The London Midland and Scottish Railway's Class 5 4-6-0, almost universally known as the Black Five, was one of the most successful steam locomotives ever produced in Britain.
It was introduced by the outstanding William Stanier in 1934. He created a big powerful engine, excellent for hauling passenger express trains and just as good at hauling freight trains.
842 Black Fives were built between then and 1951. Members of the class survived to the last day of steam on British Railways in 1968, and eighteen are preserved to this day. This class of locomotive was often a favourite amongst drivers and railway fans.

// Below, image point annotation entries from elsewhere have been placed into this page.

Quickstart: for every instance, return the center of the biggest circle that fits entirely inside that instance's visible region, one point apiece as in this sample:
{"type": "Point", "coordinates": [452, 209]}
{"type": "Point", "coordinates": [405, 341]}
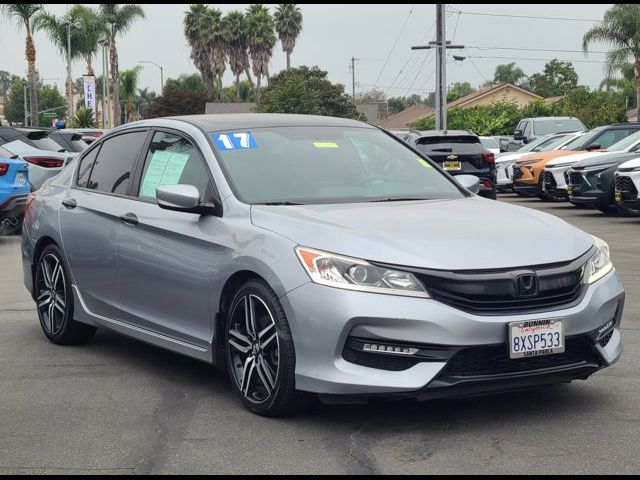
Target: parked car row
{"type": "Point", "coordinates": [596, 169]}
{"type": "Point", "coordinates": [28, 158]}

The Black Fives were a mixed traffic locomotive, a "do-anything go-anywhere" type, designed by Stanier, who had previously been with the Great Western Railway (GWR.). In his early LMS days, he designed his Stanier Mogul 2-6-0 in which he experimented with the GWR school of thought on locomotive design.
A number of details in this design he would never use again, realising the superiority of details not used on the GWR.
Stanier realised that there was a need for larger locomotives. These were to be the LMS's version of the GWR Halls but not a copy, as the Hall was too wide to run most places in Britain. They shared similar cylinder arrangement (two outside), internal boiler design and size and 6 foot driving wheel diameters.
In their early days the locomotives were known as the "Black Staniers" from their black livery, in contrast to Stanier's other class of 4-6-0, the LMS Stanier Jubilee Class, which were painted crimson (and known until April 1935 as the "Red Staniers").
Later on, the nickname of the former became "Black Five", the number referring to the power classification. This was originally 5P5F, but from 1940 was shown on cab-sides as the simple figure 5.